到目前为止,我知道两种实现 LRU 缓存替换的方法:
- Using timeStamp for each time the cached data is accessed and finally comparing the timeStamps at time of replacement.
- Using a stack of cached items and moving them to the top if they are accessed recently, so finally the bottom will contain the LRU Candidate.
- 每次访问缓存数据时都使用时间戳,并最终比较替换时的时间戳。
- 使用一堆缓存项并将它们移到顶部,如果它们最近被访问过,那么最后底部将包含 LRU Candidate。
So, which of these is better to be used in production code?
Are their any other better methods?
那么,这些中哪一个更适合用于生产代码?
他们还有其他更好的方法吗?
回答by Kornel Kisielewicz
Recently I implemented a LRU cache using a linked list spread over a hash map.
最近我使用散列映射上的链表实现了一个 LRU 缓存。
/// Typedef for URL/Entry pair
typedef std::pair< std::string, Entry > EntryPair;
/// Typedef for Cache list
typedef std::list< EntryPair > CacheList;
/// Typedef for URL-indexed map into the CacheList
typedef boost::unordered_map< std::string, CacheList::iterator > CacheMap;
/// Cache LRU list
CacheList mCacheList;
/// Cache map into the list
CacheMap mCacheMap;
It has the advantage of being O(1) for all important operations.
它的优点是所有重要操作都是 O(1)。
The insertion algorithm:
插入算法:
// create new entry
Entry iEntry( ... );
// push it to the front;
mCacheList.push_front( std::make_pair( aURL, iEntry ) );
// add it to the cache map
mCacheMap[ aURL ] = mCacheList.begin();
// increase count of entries
mEntries++;
// check if it's time to remove the last element
if ( mEntries > mMaxEntries )
{
// erease from the map the last cache list element
mCacheMap.erase( mCacheList.back().first );
// erase it from the list
mCacheList.pop_back();
// decrease count
mEntries--;
}
回答by Alexander Ponomarev
Here is a very simple implementation of LRU cache
下面是一个非常简单的 LRU 缓存实现
https://github.com/lamerman/cpp-lru-cache.
https://github.com/lamerman/cpp-lru-cache。
It's easy to use and understand how it works.

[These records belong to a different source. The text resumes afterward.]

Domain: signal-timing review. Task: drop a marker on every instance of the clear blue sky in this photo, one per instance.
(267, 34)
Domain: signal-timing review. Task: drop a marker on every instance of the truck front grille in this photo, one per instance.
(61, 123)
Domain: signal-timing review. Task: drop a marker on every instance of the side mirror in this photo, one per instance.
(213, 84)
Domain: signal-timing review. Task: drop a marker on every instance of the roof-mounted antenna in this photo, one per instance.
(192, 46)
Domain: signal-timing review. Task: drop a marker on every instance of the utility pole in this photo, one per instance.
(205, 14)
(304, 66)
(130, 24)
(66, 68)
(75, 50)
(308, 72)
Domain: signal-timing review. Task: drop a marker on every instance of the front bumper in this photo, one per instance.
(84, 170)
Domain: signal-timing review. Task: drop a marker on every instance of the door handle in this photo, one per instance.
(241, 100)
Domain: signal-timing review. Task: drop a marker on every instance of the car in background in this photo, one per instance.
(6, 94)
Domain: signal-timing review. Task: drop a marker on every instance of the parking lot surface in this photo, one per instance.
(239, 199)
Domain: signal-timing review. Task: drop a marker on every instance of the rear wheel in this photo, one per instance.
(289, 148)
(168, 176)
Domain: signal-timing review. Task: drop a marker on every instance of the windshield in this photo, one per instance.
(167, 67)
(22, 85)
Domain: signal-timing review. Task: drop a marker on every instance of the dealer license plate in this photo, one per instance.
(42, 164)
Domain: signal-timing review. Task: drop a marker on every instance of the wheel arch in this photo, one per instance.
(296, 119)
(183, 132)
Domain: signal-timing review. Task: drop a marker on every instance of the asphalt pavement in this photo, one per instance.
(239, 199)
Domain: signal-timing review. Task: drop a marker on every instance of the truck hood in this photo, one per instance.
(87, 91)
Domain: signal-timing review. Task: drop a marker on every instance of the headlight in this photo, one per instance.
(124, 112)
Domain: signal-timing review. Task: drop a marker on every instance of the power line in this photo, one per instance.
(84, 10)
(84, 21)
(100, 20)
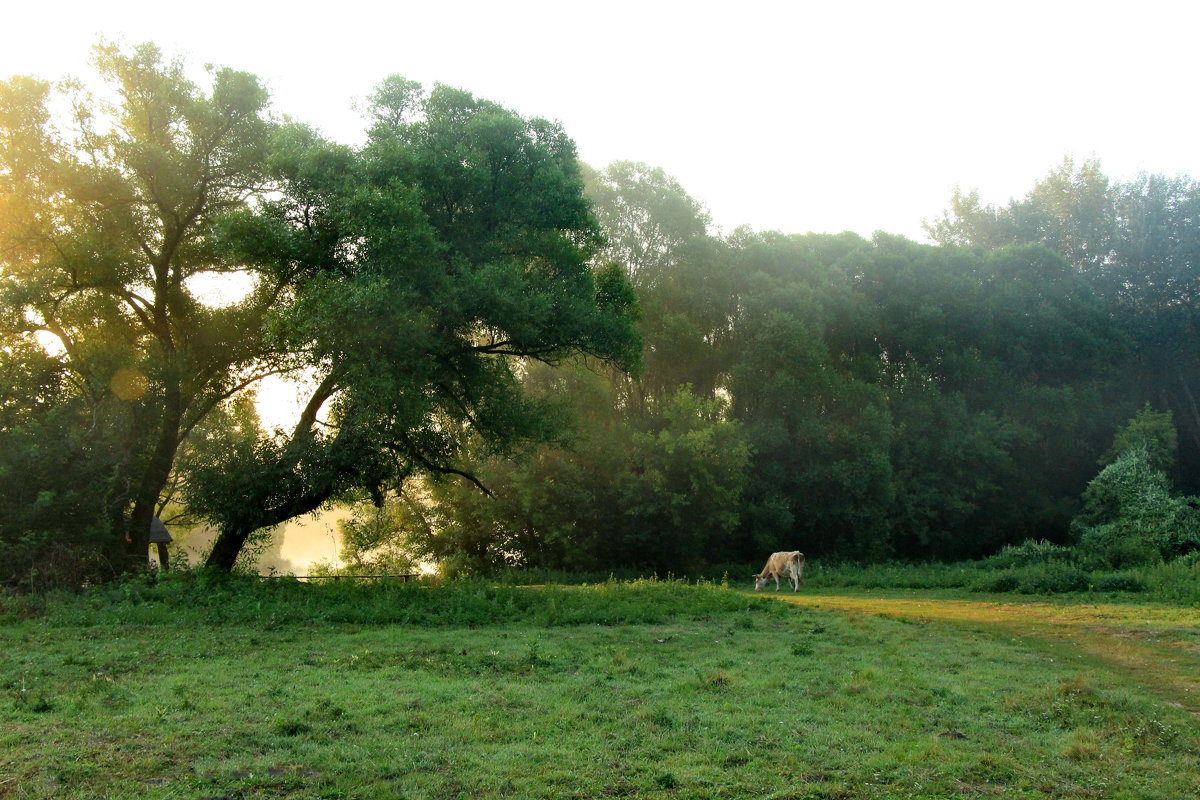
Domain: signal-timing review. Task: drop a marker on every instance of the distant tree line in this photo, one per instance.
(516, 360)
(859, 398)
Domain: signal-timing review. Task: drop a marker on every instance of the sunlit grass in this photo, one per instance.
(712, 693)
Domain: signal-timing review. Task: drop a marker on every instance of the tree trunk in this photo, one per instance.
(234, 534)
(154, 480)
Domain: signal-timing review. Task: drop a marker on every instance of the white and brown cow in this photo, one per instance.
(790, 564)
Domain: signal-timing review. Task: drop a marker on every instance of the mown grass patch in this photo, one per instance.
(706, 699)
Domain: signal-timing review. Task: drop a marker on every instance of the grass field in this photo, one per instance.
(619, 690)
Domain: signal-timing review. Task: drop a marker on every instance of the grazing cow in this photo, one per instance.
(790, 564)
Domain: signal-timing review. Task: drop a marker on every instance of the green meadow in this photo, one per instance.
(225, 687)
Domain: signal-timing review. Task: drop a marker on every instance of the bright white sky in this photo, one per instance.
(781, 115)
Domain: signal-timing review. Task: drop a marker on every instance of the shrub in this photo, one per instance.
(1119, 582)
(1053, 578)
(1029, 552)
(1131, 518)
(1006, 581)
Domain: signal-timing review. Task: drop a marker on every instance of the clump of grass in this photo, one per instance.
(207, 597)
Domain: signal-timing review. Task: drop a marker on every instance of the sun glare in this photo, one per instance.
(220, 289)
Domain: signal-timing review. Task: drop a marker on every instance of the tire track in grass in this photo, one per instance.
(1157, 648)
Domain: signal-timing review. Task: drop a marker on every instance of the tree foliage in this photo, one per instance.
(107, 220)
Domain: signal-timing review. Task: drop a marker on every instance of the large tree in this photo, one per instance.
(430, 266)
(106, 223)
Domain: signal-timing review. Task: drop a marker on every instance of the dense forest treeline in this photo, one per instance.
(851, 397)
(463, 294)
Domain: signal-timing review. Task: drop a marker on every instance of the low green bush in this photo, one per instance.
(1029, 552)
(207, 597)
(1119, 582)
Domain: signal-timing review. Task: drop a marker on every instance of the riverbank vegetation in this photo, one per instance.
(514, 360)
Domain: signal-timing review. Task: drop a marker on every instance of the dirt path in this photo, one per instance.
(1155, 647)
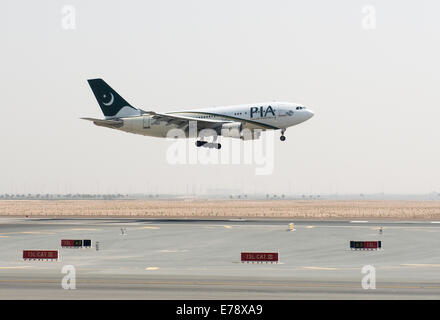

The total size of code is about 50 lines.
它易于使用并了解其工作原理。代码的总大小约为 50 行。
回答by William Wong
For simplicity, maybe you should consider using Boost's MultiIndex map. If we separate the key from the data, we support multiple sets of keys on the same data.
为简单起见,也许您应该考虑使用 Boost 的 MultiIndex 映射。如果我们将键从数据中分离出来,我们就支持同一数据上的多组键。
"...use two indexes: 1) hashed for searching value by key 2) sequential for tracking last recently used items (get function put item as last item in sequesnce. If we need to remove some items from cache, we may delete they from begin of sequence)."
“...使用两个索引:1)散列用于按键搜索值 2)顺序跟踪最近使用的项目(获取函数将项目作为序列中的最后一个项目。如果我们需要从缓存中删除一些项目,我们可能会删除它们从序列开始)。”
Note that the "project" operator "allows the programmer to move between different indices of the same multi_index_container" efficiently.
请注意,“项目”运算符“允许程序员在同一 multi_index_container 的不同索引之间有效移动”。
回答by timday
回答by grokus
In our production environment we use a C++ double linked list which is similar to the Linux kernel linked list. The beauty of it is that you can add an object to as many linked lists as you want and list operation is fast and simple.
在我们的生产环境中,我们使用类似于Linux 内核链表的 C++ 双链表。它的美妙之处在于您可以将一个对象添加到任意数量的链表中,并且列表操作既快速又简单。